[2023] [Vol.59] Part 12 Wednesday, August 16, 2023
AA rightly reduced the fine as appellant admitted default and approached AA for compounding of offence u/s 96: NCLAT
In the instant case, the appellant (i.e. director) along with the company and five others were held guilty for non-compliance with section 96 of the Companies Act, 2013 in the holding of the Annual General Meeting (AGM).
Subsequently, a joint application was filed before the Adjudicating Authority (NCLT) under section 441 for the compounding of the offence. The NCLT called for a report from the ROC in respect of default by all the applicants.
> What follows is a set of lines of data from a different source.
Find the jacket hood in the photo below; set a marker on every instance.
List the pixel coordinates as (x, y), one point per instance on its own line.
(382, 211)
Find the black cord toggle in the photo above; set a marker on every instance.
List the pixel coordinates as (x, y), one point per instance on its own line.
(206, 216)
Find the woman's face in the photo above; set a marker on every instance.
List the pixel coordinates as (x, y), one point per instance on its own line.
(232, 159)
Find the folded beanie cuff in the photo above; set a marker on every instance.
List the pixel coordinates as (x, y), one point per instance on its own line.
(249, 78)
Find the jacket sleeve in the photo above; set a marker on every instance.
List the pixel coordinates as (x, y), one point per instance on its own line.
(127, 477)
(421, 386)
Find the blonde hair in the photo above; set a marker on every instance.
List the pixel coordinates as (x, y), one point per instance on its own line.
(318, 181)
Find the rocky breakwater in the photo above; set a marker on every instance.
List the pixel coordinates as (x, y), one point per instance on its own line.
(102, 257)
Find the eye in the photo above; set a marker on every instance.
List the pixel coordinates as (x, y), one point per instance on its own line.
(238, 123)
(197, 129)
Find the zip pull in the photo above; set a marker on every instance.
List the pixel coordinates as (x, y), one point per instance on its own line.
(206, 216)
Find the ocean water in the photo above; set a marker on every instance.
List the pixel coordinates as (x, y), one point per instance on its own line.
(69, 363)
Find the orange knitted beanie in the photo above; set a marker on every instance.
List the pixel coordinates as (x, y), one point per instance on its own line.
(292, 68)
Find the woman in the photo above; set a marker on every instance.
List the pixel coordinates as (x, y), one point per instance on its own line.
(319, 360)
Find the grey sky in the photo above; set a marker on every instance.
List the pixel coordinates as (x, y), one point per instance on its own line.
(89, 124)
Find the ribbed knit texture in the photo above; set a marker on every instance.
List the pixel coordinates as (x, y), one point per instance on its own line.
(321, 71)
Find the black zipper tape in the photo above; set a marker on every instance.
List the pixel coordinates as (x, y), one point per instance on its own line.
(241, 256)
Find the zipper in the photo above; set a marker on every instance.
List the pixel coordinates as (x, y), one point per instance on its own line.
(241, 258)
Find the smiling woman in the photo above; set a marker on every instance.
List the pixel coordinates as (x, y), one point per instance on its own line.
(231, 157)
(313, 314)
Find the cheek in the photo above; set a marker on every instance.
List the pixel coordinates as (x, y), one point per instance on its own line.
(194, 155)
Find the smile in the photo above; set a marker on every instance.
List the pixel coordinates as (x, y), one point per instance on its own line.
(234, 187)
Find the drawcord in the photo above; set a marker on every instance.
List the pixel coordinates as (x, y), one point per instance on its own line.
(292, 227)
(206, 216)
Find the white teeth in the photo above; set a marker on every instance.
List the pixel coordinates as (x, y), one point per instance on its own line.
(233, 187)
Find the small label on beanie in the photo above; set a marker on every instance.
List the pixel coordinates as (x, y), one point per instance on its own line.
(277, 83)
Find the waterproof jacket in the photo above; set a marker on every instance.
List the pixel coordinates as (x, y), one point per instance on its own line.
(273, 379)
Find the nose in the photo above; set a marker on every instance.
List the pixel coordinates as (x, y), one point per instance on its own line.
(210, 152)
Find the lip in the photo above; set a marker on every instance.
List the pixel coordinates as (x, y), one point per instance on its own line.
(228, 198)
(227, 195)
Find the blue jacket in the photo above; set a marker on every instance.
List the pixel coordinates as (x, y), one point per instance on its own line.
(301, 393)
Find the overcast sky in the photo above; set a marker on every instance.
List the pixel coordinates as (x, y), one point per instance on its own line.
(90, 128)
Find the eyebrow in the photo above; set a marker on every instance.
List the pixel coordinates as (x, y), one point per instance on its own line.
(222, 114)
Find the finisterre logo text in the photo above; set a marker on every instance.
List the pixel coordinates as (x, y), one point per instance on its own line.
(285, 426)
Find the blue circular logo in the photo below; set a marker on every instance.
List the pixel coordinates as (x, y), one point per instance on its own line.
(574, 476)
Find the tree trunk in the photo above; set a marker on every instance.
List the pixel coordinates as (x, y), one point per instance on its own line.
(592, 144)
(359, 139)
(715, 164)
The NCLT passed an order, wherein after compounding the offences, a fine amounting to the extent of 1/5th of the maximum fine was imposed. The appellant filed an instant appeal before the National Company Law Appellate Tribunal (NCLAT) against the order passed by the NCLT.
It was submitted that the NCLT had committed an error in imposing an excessive fine which required to be interfered with. Further, it was noted that as per the report of ROC, the maximum fine to be imposed on the appellant was to the extent of Rs. 1.32 crores. However, the NCLT reduced it to 1/5th of the maximum.
Further, NCLT had taken the same stand of reducing the fine in respect of the other applicants.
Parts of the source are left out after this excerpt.